I have to say that after the whisking-away-by-space-cyborgs of the last issue, I certainly expected more of an adventure than this. Cable and Esme land rather anticlimactically in the North Pole, where the Spaceknights are arguing amongst themselves about a future course of action, since their planet is gone. They decide to transform Earth into their new homeworld, which is very…well, Transformers of them. Cable offers them a deal—if he can get them access to a time machine so that they can return to their still-living homeworld, they’ll agree to leave Earth alone. The Spaceknights agree! Whew.

I don’t know if this was the original plan, or if the original plan was tossed by the wayside as a pandemic and book delays hit, in order to keep things in line with the upcoming X of Swords event, but…well, this isn’t great. They begin working to find Old Cable’s body (there is no guest appearance by him in this issue as in the first two, save a brief cameo in Kid Cable’s memories of murdering him, so no advancement on that mystery), travelling first to his grave, and then to…sigh…Deadpool’s lair. Deadpool is the King of Staten Island I guess? I have no idea what that’s about, and I don’t care. My whole thing about Deadpool is that the more he’s been around, the more insufferable a character he’s become; writing him well is a difficult task that it seems many creators are not up to. I understand the narrative function of having him be annoying as hell to the consternation of a straight-man main character, but…that only works if he’s actually funny, and not also annoying to the reader. He is a seasoning best used sparely, and Duggan tosses him into the pan like a Food Network contestant burning through a kitchen’s entire supply of saffron for garnishes.

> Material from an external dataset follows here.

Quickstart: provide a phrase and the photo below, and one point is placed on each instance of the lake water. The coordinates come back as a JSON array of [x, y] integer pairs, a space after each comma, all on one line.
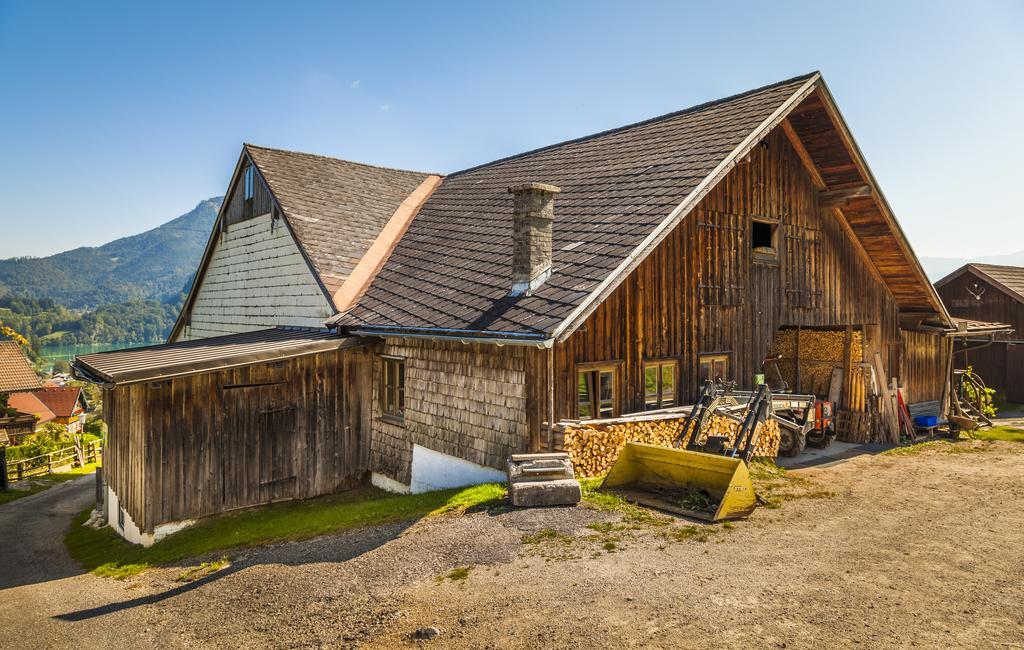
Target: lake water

If that were all, it would be enough, but of course it’s not. There’s a particular panel here where Deadpool makes reference to Nathan’s age and being “outside his strike zone” and just…can we not? I know that Deadpool is technically pansexual, but he’s very much a straight’s idea of that; male sexuality played for laughs, so that it isn’t threatening. They dress him in effeminate clothing for laughs, they have him hit on the straight characters around him so that those characters can be properly horrified. It is, in short, a longstanding problem, and it’s one we should really, really be past by this point in time. That, of course, is bad enough, but he’s also making sexual innuendo to a character whose age isn’t clear, either to us, the readers, or to  Deadpool himself. I don’t know how much more clearly I can say this, but STOP. MAKING. THESE. JOKES. Queer rep is not your fucking punchline, and we have enough people making bad faith associations between our identities and pedophilia without shit like this being thrown onto the fire.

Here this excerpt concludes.